Types and Conversions#

Every value in Python has a type that determines what operations can be performed on it and how it is stored.

Built-in Types#

The four types used most often in early programs are:

int

Whole numbers: 0, 42, -17, 1_000_000.

float

Approximate real numbers: 3.14, -0.5, 2.0, 1.5e3.

str

Strings of characters: "Hello", 'Python', "42".

bool

Boolean truth values: True or False.

Use type() to see the type of any value. Try it in the cell below:

>>> type(42)
<class 'int'>
>>> type(3.14)
<class 'float'>
>>> type("Hello")
<class 'str'>
>>> type(True)
<class 'bool'>

Type Conversion#

Use the type name as a function to convert between types:

Function

Description

Example

int(x)

Convert to integer (truncates floats)

int(3.9)3

float(x)

Convert to float

float(7)7.0

str(x)

Convert to string

str(42)"42"

bool(x)

Convert to bool

bool(0)False

>>> int("42")        # str -> int
42
>>> float("3.14")    # str -> float
3.14
>>> int(3.99)        # float -> int (truncates toward zero)
3
>>> str(100)         # int -> str
'100'
>>> round(3.99)      # rounds instead of truncating
4

Note that int() truncates floats toward zero — it does not round. See for yourself:

>>> int(3.9)
3
>>> int(-3.9)
-3

Use round() if you need rounding. Edit the values in the cell above, and try converting a string that is not a number (for example int("hello")) to see the ValueError Python raises.
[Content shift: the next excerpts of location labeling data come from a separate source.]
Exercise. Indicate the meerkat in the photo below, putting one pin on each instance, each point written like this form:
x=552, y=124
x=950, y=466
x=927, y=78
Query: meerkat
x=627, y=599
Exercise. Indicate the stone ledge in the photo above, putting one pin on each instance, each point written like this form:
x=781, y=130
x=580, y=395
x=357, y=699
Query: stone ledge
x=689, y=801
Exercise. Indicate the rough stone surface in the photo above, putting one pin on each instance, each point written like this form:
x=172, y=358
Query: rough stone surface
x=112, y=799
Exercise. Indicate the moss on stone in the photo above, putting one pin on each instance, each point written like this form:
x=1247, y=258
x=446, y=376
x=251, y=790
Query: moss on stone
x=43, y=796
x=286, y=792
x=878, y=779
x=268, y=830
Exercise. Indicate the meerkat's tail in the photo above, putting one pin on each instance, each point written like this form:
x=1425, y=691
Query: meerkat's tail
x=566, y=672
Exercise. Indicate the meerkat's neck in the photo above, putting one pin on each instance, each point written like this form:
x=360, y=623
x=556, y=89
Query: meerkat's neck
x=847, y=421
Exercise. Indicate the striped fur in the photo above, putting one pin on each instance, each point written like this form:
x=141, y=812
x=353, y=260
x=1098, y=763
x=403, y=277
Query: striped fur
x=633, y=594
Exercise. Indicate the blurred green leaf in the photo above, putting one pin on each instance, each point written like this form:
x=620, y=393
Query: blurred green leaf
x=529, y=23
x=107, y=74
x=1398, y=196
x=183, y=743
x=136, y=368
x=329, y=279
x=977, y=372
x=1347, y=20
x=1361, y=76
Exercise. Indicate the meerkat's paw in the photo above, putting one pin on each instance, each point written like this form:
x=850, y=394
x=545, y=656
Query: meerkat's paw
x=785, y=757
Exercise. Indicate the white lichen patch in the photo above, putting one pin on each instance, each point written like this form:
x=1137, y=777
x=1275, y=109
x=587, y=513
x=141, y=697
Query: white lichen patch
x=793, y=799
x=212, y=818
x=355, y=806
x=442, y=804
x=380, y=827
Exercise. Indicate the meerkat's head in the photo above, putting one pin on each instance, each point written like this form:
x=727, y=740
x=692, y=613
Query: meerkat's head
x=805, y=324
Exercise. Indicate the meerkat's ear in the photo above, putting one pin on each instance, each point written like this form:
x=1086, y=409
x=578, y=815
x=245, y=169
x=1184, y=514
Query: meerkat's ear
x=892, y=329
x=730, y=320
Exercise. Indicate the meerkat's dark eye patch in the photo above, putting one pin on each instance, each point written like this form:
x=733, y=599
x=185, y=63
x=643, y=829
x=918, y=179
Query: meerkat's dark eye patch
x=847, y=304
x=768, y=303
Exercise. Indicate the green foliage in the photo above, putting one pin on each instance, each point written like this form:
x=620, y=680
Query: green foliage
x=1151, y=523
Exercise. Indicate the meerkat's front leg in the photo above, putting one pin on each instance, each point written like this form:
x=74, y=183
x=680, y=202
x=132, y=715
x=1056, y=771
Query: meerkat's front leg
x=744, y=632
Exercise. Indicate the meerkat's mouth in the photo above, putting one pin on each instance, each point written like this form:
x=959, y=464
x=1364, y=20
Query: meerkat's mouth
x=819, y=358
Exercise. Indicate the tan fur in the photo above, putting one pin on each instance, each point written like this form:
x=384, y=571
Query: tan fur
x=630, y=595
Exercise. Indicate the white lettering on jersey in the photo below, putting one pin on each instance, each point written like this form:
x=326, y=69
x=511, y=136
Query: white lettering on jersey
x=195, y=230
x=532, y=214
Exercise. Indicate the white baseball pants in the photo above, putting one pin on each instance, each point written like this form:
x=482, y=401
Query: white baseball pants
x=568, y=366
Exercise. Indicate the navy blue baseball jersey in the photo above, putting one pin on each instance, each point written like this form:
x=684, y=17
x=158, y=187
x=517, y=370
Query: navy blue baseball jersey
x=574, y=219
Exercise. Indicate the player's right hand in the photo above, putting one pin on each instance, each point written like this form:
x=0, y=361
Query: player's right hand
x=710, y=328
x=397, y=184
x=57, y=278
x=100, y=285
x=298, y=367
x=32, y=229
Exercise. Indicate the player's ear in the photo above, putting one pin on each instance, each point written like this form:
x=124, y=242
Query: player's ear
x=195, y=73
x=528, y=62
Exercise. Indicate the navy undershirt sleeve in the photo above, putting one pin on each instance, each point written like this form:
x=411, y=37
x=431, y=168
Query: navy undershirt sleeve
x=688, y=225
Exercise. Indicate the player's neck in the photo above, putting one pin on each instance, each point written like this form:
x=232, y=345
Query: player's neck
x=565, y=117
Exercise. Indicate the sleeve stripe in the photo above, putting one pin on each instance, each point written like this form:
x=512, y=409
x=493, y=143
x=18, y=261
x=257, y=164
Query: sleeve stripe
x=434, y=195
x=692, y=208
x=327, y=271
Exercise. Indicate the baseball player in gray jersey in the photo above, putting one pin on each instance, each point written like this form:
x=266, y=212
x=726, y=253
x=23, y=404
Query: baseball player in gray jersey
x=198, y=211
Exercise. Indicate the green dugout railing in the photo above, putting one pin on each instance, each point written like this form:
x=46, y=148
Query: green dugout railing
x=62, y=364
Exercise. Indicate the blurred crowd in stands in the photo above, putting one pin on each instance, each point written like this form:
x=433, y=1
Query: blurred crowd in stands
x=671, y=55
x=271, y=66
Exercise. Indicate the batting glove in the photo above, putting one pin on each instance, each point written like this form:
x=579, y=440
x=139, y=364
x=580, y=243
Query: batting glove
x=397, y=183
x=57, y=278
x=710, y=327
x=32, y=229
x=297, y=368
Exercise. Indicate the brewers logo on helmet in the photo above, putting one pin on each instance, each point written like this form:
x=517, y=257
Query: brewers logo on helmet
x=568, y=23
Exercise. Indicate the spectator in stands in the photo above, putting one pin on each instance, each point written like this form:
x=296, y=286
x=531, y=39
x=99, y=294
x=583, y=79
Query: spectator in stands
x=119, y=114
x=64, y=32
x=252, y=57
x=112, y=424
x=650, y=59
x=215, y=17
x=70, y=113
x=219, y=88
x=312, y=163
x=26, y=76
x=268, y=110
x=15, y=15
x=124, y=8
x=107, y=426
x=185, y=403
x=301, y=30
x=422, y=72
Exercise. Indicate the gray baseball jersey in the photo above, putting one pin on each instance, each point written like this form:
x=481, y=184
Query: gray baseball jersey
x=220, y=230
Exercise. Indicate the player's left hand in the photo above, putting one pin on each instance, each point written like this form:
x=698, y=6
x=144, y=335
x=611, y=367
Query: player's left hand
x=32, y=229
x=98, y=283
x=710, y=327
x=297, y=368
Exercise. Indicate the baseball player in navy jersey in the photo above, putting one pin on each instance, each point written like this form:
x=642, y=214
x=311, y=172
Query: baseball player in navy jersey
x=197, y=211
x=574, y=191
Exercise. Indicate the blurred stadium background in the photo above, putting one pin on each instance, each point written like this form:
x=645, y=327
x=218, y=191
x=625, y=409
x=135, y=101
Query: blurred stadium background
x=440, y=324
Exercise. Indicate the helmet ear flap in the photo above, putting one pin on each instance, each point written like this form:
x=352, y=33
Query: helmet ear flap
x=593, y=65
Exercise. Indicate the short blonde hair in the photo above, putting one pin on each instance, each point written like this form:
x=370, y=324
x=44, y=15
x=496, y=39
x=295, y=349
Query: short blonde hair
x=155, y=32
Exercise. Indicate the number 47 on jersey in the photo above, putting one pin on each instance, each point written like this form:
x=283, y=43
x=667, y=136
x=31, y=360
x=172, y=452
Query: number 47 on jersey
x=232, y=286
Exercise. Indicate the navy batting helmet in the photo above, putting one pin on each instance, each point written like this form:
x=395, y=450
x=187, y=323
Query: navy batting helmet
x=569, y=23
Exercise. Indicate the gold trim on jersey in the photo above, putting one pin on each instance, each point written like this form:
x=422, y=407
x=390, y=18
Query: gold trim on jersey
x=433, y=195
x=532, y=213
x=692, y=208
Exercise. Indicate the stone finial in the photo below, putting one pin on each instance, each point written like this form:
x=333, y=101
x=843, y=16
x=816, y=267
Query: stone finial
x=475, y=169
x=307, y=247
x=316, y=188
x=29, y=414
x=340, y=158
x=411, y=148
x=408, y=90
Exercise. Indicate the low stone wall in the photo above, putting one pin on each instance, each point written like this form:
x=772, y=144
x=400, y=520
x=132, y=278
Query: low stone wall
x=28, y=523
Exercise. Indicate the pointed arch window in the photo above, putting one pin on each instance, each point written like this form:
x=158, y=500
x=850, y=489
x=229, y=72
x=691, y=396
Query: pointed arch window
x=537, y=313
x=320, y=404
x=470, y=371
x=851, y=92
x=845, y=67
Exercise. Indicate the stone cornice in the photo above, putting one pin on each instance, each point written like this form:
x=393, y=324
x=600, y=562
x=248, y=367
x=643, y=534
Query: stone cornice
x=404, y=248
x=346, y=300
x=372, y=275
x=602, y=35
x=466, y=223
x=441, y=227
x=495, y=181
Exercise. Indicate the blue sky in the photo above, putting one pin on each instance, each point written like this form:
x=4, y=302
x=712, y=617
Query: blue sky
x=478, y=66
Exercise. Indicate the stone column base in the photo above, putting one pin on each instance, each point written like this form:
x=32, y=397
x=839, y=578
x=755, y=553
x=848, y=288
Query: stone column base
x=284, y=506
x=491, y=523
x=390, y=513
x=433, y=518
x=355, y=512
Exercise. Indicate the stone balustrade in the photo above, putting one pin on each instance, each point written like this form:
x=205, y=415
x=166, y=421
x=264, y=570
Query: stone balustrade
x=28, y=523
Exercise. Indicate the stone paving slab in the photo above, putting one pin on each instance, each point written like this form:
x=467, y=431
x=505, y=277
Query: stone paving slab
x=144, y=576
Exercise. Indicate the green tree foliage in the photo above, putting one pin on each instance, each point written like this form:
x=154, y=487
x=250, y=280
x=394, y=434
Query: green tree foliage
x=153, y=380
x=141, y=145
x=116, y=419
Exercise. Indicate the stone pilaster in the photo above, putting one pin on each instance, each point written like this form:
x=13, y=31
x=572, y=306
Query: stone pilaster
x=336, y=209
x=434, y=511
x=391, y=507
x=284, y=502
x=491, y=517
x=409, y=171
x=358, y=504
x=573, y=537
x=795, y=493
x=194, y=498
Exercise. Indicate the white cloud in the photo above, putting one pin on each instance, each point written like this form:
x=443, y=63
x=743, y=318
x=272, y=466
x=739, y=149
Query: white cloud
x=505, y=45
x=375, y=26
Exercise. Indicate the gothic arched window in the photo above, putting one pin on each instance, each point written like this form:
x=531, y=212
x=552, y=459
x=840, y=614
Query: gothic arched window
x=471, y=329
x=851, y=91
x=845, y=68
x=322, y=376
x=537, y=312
Boolean Values and Truthiness#

True and False are the two boolean values. Every Python value can be interpreted as boolean in a condition:

  • Falsy values: 0, 0.0, "" (empty string), [] (empty list), {} (empty dict), None

  • Truthy values: everything else

Run these conversions to see truthiness in action:

>>> bool(0)
False
>>> bool(1)
True
>>> bool("")
False
>>> bool("hello")
True

None#

None is a special value that represents the absence of a value. It is Python’s equivalent of null. Try assigning and testing it:

>>> x = None
>>> x is None
True
>>> print(x)
None

Functions that do not explicitly return a value return None automatically. None is also used as a placeholder when a variable exists but has not been given a meaningful value yet.